Task Relabelling for Multi-task Transfer using Successor Features
This addresses the problem of inflexible policies in reinforcement learning for researchers and practitioners, but it is incremental as it builds on existing SF mechanisms.
The paper tackled the problem of enabling deep reinforcement learning agents to adapt to new tasks without retraining by using Successor Features (SFs) pre-trained without rewards in a custom environment with resource collection, traps, and crafting. The result showed that a task relabelling method improved agent performance in transferring to various target tasks using only a task vector, with concrete gains in transfer efficiency.

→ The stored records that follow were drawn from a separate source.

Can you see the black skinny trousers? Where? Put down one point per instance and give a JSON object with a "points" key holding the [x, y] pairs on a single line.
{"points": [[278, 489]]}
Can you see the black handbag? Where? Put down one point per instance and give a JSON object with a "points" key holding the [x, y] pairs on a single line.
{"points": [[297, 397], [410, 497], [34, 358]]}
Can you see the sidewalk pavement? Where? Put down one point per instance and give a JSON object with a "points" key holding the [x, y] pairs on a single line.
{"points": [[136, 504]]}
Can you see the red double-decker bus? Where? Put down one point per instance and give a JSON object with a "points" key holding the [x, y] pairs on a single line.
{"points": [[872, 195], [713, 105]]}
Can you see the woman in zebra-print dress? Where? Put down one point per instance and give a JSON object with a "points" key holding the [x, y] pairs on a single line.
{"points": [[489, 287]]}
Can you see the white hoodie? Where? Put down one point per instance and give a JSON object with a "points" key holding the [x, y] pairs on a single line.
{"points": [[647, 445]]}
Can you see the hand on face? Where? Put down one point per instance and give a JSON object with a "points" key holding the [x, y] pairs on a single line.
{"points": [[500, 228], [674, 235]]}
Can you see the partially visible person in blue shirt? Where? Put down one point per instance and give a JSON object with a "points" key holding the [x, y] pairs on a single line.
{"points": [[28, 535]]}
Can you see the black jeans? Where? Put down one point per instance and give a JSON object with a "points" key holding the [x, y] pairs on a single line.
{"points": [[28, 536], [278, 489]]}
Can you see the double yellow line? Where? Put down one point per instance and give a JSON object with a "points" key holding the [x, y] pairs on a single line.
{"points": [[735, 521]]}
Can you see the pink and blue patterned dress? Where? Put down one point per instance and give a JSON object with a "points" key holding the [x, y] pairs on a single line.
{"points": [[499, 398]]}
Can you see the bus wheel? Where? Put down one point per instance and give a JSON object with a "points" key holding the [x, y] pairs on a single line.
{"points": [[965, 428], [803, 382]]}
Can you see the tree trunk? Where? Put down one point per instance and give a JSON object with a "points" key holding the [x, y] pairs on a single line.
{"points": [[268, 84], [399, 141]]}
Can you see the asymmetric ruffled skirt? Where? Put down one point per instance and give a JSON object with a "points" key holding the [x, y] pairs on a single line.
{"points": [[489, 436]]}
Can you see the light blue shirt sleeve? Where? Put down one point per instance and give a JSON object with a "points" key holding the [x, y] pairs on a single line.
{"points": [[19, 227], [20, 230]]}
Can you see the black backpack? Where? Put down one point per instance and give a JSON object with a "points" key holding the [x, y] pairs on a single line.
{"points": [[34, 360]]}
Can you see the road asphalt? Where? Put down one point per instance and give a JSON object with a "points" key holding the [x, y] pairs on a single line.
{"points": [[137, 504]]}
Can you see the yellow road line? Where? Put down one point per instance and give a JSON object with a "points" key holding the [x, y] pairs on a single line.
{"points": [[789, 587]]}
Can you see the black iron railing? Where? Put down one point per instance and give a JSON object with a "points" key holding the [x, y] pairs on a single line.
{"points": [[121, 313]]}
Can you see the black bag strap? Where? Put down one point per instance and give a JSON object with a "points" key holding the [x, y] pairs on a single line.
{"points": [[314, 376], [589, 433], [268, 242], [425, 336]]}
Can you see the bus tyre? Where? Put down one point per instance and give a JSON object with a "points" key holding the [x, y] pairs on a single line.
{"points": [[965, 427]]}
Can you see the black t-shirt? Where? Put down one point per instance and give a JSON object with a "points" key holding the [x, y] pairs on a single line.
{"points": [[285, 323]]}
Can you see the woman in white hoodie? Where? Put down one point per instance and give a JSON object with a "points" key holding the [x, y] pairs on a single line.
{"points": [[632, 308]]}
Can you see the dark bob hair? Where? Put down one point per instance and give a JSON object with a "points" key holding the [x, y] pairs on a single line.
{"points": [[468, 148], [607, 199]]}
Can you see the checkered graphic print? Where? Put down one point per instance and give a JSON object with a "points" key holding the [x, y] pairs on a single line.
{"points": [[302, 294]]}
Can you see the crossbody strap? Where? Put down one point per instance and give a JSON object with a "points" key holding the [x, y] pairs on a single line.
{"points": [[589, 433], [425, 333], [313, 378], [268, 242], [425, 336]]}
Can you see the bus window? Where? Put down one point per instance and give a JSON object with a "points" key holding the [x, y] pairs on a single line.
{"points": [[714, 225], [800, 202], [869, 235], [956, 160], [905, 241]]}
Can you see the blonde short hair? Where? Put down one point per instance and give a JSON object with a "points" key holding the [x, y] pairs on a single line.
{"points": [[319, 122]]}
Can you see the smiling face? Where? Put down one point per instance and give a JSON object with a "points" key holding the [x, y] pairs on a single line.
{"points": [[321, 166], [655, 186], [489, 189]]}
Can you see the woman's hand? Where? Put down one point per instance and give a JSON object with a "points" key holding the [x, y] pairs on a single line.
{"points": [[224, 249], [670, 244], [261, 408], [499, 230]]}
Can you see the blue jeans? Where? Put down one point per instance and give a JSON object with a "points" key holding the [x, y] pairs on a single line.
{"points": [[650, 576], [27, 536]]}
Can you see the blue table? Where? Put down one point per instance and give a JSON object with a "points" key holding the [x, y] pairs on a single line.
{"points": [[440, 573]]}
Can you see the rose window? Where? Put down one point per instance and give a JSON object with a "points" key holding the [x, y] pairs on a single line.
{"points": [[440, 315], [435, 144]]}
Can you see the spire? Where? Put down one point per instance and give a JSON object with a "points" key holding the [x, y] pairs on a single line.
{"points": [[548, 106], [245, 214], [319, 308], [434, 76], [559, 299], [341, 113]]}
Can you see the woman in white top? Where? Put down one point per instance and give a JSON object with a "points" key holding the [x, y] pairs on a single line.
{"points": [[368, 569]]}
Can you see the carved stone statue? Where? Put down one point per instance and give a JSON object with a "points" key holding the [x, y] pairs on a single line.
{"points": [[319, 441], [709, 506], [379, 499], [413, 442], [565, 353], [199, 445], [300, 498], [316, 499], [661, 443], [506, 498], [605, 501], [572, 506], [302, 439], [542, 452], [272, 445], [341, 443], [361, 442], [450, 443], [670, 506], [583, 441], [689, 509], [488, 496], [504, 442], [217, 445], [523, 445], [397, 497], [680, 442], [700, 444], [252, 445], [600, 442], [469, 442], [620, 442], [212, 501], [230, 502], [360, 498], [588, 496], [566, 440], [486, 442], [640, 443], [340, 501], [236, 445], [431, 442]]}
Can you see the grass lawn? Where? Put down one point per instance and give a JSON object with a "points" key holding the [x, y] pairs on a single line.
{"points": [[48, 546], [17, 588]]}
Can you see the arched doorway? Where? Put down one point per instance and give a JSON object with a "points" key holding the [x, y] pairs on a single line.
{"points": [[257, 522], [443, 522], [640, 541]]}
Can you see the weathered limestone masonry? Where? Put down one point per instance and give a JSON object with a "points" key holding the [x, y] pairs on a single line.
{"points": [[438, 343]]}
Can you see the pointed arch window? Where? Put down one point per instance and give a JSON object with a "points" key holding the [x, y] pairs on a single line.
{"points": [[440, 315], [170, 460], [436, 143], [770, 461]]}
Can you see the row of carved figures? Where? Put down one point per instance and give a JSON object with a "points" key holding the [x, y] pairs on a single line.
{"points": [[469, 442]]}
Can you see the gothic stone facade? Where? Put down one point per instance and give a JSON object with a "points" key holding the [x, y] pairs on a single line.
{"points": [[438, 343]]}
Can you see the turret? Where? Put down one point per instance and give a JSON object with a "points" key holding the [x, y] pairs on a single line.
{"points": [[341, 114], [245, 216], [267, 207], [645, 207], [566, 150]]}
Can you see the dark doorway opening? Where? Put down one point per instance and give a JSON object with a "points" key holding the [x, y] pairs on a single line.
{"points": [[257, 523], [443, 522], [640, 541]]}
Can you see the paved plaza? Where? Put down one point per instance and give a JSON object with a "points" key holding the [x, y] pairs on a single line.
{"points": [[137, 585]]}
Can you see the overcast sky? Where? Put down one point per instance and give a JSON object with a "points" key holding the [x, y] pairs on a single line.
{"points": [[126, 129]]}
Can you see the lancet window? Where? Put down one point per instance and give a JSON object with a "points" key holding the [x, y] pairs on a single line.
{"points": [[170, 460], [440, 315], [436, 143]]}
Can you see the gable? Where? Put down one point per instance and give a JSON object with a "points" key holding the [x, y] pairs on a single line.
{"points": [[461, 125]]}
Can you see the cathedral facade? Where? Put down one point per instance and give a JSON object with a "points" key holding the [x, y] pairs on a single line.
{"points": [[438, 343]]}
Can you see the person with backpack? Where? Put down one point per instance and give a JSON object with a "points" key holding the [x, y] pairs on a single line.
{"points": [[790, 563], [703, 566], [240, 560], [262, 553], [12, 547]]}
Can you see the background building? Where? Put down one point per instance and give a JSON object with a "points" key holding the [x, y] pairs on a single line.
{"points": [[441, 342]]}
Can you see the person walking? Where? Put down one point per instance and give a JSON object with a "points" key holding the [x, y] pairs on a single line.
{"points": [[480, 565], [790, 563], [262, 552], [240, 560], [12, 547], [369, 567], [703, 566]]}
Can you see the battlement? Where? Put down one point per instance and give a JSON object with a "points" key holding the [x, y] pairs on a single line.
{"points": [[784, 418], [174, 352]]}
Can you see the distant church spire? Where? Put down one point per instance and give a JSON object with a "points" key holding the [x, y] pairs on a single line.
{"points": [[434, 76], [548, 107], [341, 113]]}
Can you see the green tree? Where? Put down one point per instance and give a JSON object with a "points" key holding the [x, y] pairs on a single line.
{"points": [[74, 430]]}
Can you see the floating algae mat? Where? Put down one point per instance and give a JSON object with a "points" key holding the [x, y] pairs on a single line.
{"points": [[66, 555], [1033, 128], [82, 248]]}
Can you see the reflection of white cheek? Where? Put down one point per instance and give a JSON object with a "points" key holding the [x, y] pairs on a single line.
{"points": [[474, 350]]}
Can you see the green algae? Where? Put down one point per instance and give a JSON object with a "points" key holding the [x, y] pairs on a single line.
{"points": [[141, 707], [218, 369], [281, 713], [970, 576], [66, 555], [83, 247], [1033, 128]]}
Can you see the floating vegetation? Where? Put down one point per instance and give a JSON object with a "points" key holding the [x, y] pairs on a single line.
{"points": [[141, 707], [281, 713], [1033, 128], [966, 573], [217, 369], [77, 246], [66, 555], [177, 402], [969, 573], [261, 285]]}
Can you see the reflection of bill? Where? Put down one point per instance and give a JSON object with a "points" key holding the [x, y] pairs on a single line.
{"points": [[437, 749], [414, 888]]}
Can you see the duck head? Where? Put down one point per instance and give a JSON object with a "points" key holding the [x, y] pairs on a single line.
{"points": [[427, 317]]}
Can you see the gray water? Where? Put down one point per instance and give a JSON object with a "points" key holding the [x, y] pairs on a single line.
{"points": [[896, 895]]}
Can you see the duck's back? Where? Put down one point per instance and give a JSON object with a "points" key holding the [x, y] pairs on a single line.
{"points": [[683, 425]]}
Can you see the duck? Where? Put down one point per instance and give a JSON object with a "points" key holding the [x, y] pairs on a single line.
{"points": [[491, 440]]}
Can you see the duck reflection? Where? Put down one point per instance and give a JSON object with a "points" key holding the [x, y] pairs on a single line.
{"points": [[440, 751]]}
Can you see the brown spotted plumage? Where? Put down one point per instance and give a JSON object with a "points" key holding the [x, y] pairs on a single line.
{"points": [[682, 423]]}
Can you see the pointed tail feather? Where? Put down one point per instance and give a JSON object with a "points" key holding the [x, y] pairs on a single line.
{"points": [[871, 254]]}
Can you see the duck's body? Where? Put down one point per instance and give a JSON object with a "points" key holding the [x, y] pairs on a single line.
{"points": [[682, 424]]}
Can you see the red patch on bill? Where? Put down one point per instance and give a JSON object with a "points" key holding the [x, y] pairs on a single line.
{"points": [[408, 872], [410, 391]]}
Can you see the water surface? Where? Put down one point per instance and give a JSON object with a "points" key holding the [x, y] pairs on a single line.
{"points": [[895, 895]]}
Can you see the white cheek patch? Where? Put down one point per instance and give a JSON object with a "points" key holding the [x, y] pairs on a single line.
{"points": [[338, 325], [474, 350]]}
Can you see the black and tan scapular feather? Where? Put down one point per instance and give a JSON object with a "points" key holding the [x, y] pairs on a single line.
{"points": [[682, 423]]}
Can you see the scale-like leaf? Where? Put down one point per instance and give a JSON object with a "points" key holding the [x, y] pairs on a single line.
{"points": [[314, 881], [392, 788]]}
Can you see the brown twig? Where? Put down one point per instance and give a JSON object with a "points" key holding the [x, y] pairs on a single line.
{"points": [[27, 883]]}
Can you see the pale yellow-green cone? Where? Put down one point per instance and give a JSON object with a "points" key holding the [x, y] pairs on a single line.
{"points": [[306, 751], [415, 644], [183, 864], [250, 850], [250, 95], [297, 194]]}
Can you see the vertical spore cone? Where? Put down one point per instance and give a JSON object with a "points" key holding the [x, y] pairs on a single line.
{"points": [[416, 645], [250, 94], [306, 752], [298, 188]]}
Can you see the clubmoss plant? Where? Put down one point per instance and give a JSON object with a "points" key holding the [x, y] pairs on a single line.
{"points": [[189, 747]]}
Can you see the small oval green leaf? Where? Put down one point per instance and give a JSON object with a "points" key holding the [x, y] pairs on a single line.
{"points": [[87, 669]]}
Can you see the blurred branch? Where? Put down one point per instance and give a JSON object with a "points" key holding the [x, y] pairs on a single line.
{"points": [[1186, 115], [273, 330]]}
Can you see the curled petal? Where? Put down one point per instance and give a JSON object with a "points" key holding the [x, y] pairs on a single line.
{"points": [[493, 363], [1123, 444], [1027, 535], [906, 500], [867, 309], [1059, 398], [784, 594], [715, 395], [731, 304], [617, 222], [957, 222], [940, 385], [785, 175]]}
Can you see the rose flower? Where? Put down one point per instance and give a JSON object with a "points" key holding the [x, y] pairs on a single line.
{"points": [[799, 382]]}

Deep Reinforcement Learning has been very successful recently with various works on complex domains. Most works are concerned with learning a single policy that solves the target task, but is fixed in the sense that if the environment changes the agent is unable to adapt to it. Successor Features (SFs) proposes a mechanism that allows learning policies that are not tied to any particular reward function. In this work we investigate how SFs may be pre-trained without observing any reward in a custom environment that features resource collection, traps and crafting. After pre-training we expose the SF agents to various target tasks and see how well they can transfer to new tasks. Transferring is done without any further training on the SF agents, instead just by providing a task vector. For training the SFs we propose a task relabelling method which greatly improves the agent's performance.